Giugno 10, 2020

Così l’Italia ha tradito Giulio Regeni

Nessuna sentenza di tribunale restituirà Giulio Regeni alla sua famiglia. Nessuna giustizia terrena farà veramente giustizia per un ragazzo di 28 anni trovato morto ammazzato in Egitto sul ciglio dell’autostrada che collega Il Cairo ad Alessandria. Il suo corpo nudo e martoriato, è stato offeso nella carne e non solo, svilito dalla politica e dall’opportunismo di due Paesi, Italia ed Egitto, che guardano a quel delitto come ad un fastidioso inconveniente nelle loro relazioni, un incidente di cui avrebbero fatto volentieri a meno per continuare a perseguire i loro obiettivi economici e geopolitici. Eppure ci sono momenti in cui la realpolitik, il pragmatismo, la logica degli affari, dovrebbero farsi da parte, un passo indietro o anche di più, lasciando spazio ad una merce quanto mai rara: la dignità.
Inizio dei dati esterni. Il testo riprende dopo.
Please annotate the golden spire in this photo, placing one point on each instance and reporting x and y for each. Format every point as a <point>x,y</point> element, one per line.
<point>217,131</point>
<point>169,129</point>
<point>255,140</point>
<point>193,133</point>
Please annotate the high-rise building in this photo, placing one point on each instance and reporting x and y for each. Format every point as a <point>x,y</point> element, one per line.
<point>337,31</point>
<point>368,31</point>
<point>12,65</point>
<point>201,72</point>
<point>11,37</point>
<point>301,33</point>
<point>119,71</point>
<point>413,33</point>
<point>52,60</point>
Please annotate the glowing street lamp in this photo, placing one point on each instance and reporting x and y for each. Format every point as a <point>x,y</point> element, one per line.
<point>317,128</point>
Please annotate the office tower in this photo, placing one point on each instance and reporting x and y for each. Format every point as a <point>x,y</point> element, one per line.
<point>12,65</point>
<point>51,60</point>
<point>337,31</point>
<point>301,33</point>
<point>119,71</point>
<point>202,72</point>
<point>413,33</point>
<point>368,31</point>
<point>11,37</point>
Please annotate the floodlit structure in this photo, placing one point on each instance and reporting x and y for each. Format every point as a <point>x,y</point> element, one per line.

Quasi cinque anni sono trascorsi dall’omicidio di Giulio Regeni: quasi cinque anni in cui dal Cairo non si è ottenuta quella trasparenza richiesta a più riprese dall’opinione pubblica italiana. In mezzo, decine di depistaggi e di ritardi: hanno tentato di far credere che Regeni fosse morto in un incidente stradale, hanno provato ad inscenare un’uccisione per un movente sessuale (così si spiega il fatto che Giulio sia stato trovato senza vestiti), hanno ucciso cinque probabili innocenti in uno scontro a fuoco per tentare di farli passare per i responsabili del delitto. Lo hanno seviziato, torturato per giorni, perché convinti che Regeni fosse una spia dei servizi segreti inglesi. Tutte cose che sappiamo grazie ai nostri investigatori, di certo non per la collaborazione dell’Egitto di Al Sisi.
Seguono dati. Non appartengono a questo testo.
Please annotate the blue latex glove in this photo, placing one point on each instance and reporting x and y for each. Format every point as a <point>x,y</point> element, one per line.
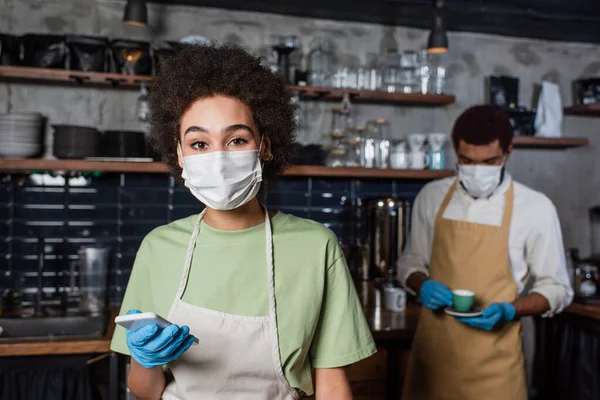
<point>495,314</point>
<point>151,346</point>
<point>435,295</point>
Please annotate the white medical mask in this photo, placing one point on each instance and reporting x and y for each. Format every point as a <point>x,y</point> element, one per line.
<point>480,181</point>
<point>223,180</point>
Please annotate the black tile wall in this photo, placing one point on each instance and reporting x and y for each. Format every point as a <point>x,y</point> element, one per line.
<point>118,210</point>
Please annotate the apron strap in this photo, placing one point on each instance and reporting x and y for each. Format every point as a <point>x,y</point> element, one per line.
<point>188,262</point>
<point>273,308</point>
<point>509,197</point>
<point>446,200</point>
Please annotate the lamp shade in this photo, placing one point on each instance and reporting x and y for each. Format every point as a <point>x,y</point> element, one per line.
<point>136,13</point>
<point>438,39</point>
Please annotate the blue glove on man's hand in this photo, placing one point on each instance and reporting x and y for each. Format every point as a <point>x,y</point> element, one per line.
<point>151,346</point>
<point>435,295</point>
<point>495,314</point>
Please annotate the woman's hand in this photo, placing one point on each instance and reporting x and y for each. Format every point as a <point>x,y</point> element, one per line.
<point>332,384</point>
<point>151,346</point>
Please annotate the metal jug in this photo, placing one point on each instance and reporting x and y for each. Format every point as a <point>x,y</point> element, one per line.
<point>384,237</point>
<point>93,274</point>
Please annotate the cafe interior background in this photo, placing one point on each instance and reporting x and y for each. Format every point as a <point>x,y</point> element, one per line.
<point>57,211</point>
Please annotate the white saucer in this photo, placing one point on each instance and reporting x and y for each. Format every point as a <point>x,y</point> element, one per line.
<point>475,312</point>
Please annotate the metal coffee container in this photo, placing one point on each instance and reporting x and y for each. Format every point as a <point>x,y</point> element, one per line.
<point>93,274</point>
<point>384,236</point>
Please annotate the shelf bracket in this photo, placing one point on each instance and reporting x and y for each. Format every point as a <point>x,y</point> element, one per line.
<point>78,79</point>
<point>116,82</point>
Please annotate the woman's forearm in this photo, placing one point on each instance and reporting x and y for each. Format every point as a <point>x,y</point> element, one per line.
<point>146,383</point>
<point>332,384</point>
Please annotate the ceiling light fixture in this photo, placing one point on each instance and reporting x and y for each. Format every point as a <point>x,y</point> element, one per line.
<point>438,39</point>
<point>136,13</point>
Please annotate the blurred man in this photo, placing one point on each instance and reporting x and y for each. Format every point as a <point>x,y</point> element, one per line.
<point>483,232</point>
Ora la notizia che l’Italia ha venduto all’Egitto due navi, le fregate classe “Fremm”, per un valore di 1,2 miliardi indigna la politica o una sua cospicua parte. Senza considerare che, stando alle indiscrezioni pubblicate da Repubblica ben prima della telefonata tra Conte e Al Sisi lo scorso 7 giugno, le navi in questione sarebbero soltanto l’acconto di una maxi-commessa senza precedenti: all’Egitto dovrebbero andare infatti almeno altre 4 fregate, più una ventina di pattugliatori navali, 24 cacciabombardieri Eurofighter e 24 aerei addestratori M346. Una transazione che nel complesso, secondo il settimanale panarabo The Arab Weekly, dovrebbe portare nelle casse italiane circa 10,7 miliardi di dollari.
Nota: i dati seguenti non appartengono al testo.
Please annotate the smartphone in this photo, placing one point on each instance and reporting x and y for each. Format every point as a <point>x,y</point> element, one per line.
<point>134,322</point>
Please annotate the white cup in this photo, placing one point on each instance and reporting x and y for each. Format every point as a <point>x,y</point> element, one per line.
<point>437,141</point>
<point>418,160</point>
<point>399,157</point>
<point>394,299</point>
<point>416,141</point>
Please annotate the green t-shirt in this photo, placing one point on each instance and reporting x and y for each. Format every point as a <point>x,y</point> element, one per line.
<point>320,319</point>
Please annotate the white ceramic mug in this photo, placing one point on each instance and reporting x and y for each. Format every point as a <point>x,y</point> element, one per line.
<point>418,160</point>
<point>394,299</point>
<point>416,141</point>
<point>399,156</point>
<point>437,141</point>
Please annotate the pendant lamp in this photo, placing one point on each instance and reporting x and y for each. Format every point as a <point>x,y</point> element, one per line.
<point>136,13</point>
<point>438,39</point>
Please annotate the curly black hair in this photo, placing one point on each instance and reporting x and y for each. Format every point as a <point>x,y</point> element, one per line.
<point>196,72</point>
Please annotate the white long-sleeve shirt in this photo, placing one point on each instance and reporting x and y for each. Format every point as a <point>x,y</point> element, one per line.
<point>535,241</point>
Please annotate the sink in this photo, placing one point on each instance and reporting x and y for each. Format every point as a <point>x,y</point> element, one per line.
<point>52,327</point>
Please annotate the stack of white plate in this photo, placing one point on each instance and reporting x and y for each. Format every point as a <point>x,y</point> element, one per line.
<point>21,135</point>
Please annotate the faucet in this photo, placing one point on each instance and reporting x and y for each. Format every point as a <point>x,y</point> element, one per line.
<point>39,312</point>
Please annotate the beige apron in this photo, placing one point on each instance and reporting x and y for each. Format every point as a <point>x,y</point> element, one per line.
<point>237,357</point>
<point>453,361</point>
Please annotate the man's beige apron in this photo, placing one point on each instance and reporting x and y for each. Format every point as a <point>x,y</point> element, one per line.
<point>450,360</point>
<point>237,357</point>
Soldi freschi, che all’Italia farebbero certamente comodo, ma che rivelano tutta l’indole economicistica di un Paese che accetta di farsi comprare, di dimenticare un suo cittadino in cambio di denaro. Non si tratta di perseguire un idealismo sterile: piuttosto è lecito domandarsi se al mondo, per fare affari di questo tipo, vi sia solamente l’Egitto. Se non sarebbe più giusto, più normale, ottenere prima una forma di collaborazione sincera – o quanto meno non ostruzionismo – da parte del Cairo, e solo poi stringere accordi che infangano non tanto l’onore di Giulio Regeni, ma quello del nostro Paese agli occhi del mondo.

Hanno ragione i genitori di Giulio Regeni, papà Claudio e mamma Paola, quando dicono che “ogni volta che si chiude un accordo commerciale con l’Egitto, ogni volta che si certifica che quello di Al Sisi è un governo amico, tirano in ballo il nome di Giulio come a volersi lavare la coscienza“. Che sia di sollievo per loro sapere almeno una cosa: per quanto ci provano, non ci riescono.